Kabar Baik, Penambahan Kasus Covid-19 di Indonesia Cenderung Menurun!

Muhammad Sukardi, Jurnalis · Rabu 26 Agustus 2020 15:15 WIB
https: img.okezone.com content 2020 08 26 481 2267764 kabar-baik-penambahan-kasus-covid-19-di-indonesia-cenderung-menurun-gd8OUFhN55.jpg Patuhi protokol kesehatan kunci putus rantai penularan Covid-19 (Foto : Okezone)

Kasus konfirmasi positif Covid-19 di Indonesia per 25 Agustus 2020 sebanyak 157.859, naik 2.447 kasus dari sebelumnya. Meski terkesan banyak, faktanya berbanding terbalik.

Diterangkan Juru Bicara Satgas Covid-19 Wiku Adisasmito, perkembangan kasus aktif Covid-19 di Indonesia sejauh ini lebih rendah dari perkembangan rata-rata tingkat dunia. Ini berkaca dari kenaikan kasus harian yang terjadi di Indonesia.

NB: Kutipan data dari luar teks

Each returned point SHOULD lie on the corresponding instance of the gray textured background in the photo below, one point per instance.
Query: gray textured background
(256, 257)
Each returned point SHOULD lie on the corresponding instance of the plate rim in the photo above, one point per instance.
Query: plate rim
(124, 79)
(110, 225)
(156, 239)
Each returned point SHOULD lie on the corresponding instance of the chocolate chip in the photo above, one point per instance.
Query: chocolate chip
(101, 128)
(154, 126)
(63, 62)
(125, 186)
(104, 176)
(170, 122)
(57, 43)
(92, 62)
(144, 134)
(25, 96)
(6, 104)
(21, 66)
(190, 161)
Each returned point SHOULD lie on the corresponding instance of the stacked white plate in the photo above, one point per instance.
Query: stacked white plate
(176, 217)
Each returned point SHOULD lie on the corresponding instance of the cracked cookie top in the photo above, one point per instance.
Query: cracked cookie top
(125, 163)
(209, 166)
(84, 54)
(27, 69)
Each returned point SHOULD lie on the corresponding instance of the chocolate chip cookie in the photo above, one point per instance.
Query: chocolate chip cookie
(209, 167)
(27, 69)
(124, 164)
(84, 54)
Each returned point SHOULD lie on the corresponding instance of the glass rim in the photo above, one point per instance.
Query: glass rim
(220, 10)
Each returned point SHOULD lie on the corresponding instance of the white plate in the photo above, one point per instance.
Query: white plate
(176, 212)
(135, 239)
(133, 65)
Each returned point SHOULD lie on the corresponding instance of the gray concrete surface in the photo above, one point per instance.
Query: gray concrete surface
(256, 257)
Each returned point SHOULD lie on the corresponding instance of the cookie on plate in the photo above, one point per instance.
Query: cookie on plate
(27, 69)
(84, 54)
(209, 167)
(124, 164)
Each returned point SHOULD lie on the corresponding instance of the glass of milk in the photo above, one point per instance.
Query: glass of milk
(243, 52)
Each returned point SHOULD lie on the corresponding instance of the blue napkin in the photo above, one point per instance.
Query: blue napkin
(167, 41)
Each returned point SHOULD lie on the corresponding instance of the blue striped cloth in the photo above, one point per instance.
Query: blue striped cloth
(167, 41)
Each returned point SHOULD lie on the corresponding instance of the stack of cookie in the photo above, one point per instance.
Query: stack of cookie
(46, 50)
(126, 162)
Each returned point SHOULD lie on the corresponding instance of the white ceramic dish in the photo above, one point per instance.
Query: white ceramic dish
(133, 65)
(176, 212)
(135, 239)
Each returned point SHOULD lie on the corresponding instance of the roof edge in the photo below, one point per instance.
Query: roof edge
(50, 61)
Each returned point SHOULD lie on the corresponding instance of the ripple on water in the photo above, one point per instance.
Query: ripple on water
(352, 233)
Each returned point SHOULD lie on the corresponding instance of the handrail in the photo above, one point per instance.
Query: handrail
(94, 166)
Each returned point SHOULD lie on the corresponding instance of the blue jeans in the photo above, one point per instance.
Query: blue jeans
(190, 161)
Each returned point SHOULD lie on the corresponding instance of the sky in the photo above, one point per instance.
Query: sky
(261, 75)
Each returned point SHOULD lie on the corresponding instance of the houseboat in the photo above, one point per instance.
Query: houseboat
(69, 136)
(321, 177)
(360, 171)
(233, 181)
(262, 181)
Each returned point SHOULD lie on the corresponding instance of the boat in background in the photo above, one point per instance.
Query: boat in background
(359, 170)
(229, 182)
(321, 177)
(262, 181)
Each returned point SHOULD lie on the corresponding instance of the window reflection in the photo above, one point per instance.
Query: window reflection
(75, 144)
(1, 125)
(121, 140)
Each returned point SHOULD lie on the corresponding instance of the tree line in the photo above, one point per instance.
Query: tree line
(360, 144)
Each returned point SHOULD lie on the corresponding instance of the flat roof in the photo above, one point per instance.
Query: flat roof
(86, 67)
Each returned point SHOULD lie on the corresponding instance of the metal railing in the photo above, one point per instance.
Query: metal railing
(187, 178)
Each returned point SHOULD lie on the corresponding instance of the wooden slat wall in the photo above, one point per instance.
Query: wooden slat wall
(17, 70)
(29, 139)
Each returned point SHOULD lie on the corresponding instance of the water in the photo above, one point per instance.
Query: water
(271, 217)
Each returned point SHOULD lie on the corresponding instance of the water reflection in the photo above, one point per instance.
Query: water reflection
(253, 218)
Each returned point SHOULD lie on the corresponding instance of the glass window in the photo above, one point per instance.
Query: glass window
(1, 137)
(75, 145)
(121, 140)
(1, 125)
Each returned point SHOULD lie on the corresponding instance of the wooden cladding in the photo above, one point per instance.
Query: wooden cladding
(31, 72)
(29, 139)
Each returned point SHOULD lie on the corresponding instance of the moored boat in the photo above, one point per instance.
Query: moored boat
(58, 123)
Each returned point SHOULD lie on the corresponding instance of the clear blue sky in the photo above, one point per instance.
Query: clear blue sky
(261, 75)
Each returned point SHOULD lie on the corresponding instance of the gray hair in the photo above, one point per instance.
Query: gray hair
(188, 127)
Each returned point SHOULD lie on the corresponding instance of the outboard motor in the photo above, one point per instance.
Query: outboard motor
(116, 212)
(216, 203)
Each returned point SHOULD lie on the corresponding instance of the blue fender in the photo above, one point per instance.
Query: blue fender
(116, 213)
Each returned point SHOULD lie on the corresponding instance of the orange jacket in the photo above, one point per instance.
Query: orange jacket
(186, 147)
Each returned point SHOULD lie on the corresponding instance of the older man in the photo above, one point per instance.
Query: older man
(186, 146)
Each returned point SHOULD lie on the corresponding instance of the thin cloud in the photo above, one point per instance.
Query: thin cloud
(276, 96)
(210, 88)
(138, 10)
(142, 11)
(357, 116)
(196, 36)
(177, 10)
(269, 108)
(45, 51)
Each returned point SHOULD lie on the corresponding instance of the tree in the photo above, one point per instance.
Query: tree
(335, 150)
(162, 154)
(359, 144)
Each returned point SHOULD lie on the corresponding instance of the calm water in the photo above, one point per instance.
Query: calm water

"Per 25 Agustus misalnya, Indonesia memliki kasus aktif sebesar 24,1 persen atau 38.134 kasus, sementara di dunia itu persentasenya rata-rata 28,35 persen," terangnya dalam keterangan pers, belum lama ini.

Covid-19

Wiku pun menegaskan bahwa pada beberapa hari terakhir, Indonesia memiliki kecenderungan terjadinya penurunan angka kasus positif Covid-19. Ya, sekalipun tak bisa dibilang signifikan, tapi berdasar grafik angka kesembuhan, ini memperlihatkan kabar positif yang perlu diapresiasi.

Baca Juga : Liburan ke Labuan Bajo, Asyiknya Salmafina Sunan Berjemur Pakai Bikini

Kasus kesembuhan yang cukup membanggakan terjadi pada 24 Agustus, per harinya angka kesembuhan mencapai 3.560 kasus. Itu berarti, terjadi peningkatan tiga kali lipat dalam 3 minggu terakhir.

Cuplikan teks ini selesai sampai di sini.